Russian invasion of Ukraine increases interrupt The prices of food, energy and other commodities in supply chains caused by the pandemic have risen sharply since the war began on February 24. “This increase will directly push up consumer prices,” he said. “Other metals, such as metals, will further extend global value chains.”

He also said easy monetary policy and a generous fiscal package had fueled the latest “surge” in consumer prices, adding: “The policy setting could be a springboard for rapid expansion, at least over the past year.”

Consumer prices in the world’s 30 richest countries rose at an annual rate of 7.7 percent in February, up from 1.7 percent in the same month last year and the latest level since December 1990. OECD data Show Tuesday.

Nearly 60 percent of advanced economies have inflation above 5 percent — the highest rate since the 1980s — while more than half of developed economies have inflation, Carstens said. emerging market countries Inflation is over 7% – the highest level since the brief period of the global financial crisis in 2008.

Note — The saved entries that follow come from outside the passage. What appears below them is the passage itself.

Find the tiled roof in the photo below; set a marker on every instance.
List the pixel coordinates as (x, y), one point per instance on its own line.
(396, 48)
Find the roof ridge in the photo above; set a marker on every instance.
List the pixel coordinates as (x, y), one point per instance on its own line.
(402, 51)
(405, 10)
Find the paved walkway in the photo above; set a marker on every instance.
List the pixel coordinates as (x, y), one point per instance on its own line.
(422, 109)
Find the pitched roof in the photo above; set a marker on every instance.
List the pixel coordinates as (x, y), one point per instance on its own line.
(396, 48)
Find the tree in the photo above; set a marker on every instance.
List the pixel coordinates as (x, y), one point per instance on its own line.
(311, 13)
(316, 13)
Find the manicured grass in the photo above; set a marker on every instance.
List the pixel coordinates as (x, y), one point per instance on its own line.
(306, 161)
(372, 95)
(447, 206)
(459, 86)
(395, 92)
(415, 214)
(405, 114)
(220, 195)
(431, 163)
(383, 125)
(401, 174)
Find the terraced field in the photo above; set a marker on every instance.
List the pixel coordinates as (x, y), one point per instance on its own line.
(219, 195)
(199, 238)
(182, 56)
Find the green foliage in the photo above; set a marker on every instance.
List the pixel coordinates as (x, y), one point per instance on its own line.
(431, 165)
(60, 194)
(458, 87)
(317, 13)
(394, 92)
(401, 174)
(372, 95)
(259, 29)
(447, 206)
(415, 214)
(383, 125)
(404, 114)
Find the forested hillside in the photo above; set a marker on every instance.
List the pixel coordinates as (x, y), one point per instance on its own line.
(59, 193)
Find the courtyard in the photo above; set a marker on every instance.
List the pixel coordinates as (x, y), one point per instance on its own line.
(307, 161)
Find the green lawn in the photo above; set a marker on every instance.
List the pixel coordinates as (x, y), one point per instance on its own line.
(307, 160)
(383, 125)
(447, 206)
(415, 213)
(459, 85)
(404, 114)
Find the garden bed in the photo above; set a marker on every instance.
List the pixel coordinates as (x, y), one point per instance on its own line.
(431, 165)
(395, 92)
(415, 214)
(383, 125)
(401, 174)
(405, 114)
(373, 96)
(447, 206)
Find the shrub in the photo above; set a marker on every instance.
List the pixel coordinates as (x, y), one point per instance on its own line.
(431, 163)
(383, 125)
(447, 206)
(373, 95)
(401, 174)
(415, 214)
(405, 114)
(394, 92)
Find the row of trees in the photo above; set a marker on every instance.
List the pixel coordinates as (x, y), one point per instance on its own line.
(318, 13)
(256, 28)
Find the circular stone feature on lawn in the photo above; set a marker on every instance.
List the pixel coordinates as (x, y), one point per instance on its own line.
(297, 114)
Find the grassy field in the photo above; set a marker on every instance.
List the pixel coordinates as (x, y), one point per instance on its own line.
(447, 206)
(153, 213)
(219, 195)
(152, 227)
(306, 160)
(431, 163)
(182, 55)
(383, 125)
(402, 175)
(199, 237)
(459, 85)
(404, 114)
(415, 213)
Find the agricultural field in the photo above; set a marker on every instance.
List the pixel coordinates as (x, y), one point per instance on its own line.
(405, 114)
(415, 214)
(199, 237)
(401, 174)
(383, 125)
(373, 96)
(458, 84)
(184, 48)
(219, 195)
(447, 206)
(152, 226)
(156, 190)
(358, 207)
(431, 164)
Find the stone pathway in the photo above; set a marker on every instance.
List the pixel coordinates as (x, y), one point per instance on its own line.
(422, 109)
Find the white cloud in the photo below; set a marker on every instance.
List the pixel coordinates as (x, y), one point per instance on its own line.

“The forces behind high inflation are likely to persist for some time,” said the head of the Bank for International Settlements. “Central banks will need to adjust, as some are already doing. . . no one wants to repeat the mistakes of the 1970s,” when advanced economies were hit by persistently high inflation.

Several central banks around the world, including the U.S., U.K., Canada, Brazil, South Korea, Mexico and South Africa, have begun raising interest rates to combat inflation well above their 2 percent target.

“Adjusting to higher rates is not easy,” Carstens said, noting that households, companies, investors and governments “have become overly accustomed to low interest rates and easy financial conditions, which is also reflected in the fact that private and public debt is at a premium. historical high”.

“It will be a challenge to design a transition to more normal levels, and in the process set realistic expectations about what monetary policy can achieve,” he said. “The required shift in central bank behavior would also not be welcome.”

Rather than relying on monetary and fiscal policy to prop up growth, Carstens called for “structural policies that strengthen the productive capacity of the economy.”

“Many of the economic challenges we face today stem from the neglect of supply-side policies over the past decade or more,” he said. “In the past decade, central banks have done more than they should. Now is the time for other policies to take over.”